Beyond addressing congestion and road improvements, the study will discuss the need for coordinating land use planning and having a well-prepared workforce with easy access to jobs.
It also could consider how to segregate freight traffic from commuters and school zones, and minimize impacts on busy retail areas and residential areas.
The county has hired Ann Schnieder, former IDOT secretary, as project director.
The process will include public open houses, focus group discussions, interviews and surveys as they seek information from those who work in the trucking industry, as well as the public.
The plan will identify freight corridors and key freight infrastructure projects and prioritize improvements that are needed.
Once the study is complete, the county plans to seek federal funds through the Fixing America's Surface Transportation, or FAST, Act to finance infrastructure improvements.

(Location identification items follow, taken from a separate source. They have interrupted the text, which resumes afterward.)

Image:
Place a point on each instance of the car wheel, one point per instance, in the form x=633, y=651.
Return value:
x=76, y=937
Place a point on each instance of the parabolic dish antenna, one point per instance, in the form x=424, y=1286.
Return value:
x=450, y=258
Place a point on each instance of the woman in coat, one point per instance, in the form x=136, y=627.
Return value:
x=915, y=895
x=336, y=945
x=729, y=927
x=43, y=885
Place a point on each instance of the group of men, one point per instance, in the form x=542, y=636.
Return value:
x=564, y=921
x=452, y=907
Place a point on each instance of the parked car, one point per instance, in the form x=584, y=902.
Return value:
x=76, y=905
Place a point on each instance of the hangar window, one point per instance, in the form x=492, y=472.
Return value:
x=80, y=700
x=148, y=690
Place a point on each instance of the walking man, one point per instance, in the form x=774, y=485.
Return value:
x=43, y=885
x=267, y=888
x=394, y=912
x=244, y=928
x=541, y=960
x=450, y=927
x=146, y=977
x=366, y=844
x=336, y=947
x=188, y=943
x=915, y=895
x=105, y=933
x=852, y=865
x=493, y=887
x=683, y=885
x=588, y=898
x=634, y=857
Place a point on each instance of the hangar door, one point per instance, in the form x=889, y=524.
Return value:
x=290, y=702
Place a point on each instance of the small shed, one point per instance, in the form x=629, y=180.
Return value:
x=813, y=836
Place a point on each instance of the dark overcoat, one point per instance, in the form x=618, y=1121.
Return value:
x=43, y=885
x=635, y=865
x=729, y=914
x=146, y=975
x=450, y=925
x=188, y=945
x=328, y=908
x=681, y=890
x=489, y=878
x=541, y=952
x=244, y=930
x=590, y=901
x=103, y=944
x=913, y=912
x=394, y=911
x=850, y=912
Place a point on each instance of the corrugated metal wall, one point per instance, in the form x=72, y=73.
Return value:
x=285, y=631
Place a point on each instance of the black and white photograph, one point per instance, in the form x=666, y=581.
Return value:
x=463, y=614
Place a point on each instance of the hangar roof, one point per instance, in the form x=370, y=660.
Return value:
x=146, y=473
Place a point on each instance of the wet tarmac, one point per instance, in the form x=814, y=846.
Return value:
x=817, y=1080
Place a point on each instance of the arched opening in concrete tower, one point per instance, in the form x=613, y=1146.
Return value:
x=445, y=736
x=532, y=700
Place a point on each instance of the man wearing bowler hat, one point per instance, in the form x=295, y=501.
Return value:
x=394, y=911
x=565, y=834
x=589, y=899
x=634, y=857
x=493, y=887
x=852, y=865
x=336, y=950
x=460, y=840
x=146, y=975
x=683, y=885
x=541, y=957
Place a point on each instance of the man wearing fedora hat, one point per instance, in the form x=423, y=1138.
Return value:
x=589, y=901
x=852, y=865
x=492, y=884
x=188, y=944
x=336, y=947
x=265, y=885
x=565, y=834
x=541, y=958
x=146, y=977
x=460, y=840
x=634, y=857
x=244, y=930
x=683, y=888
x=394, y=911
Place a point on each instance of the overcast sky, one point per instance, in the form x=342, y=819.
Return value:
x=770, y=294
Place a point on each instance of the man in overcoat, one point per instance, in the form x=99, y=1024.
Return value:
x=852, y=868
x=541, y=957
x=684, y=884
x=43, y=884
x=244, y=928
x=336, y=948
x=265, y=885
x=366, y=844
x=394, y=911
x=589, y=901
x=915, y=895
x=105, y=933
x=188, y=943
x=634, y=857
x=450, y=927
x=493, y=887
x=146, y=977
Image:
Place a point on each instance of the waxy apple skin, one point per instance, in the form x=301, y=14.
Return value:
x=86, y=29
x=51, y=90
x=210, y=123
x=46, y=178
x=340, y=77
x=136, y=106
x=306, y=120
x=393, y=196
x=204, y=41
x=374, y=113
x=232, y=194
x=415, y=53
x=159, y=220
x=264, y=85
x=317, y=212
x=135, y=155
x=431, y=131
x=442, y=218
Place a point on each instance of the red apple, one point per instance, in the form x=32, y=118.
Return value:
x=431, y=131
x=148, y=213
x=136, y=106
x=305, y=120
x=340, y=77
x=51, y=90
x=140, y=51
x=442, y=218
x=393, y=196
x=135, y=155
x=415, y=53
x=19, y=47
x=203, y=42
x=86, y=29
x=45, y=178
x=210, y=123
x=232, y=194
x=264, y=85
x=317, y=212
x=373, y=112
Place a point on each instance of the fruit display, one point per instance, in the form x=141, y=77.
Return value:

The county has become the largest inland port in North America, with its two intermodal centers — the 6,400-acre CenterPoint Intermodal Center in Joliet and Elwood, and the 1,000 RidgePort Logistics Center in Wilmington — and its numerous warehouses, distribution centers and trucking firms, all of which create an "intense amount of freight," and have increased traffic congestion, officials said.
"This study will provide a regional and national perspective to the transportation network in will County," John Greuling, president of the Will County Center for Economic Development, said in a news release. "This is an important study to allow national and international businesses to thrive while protecting the quality of life for residents."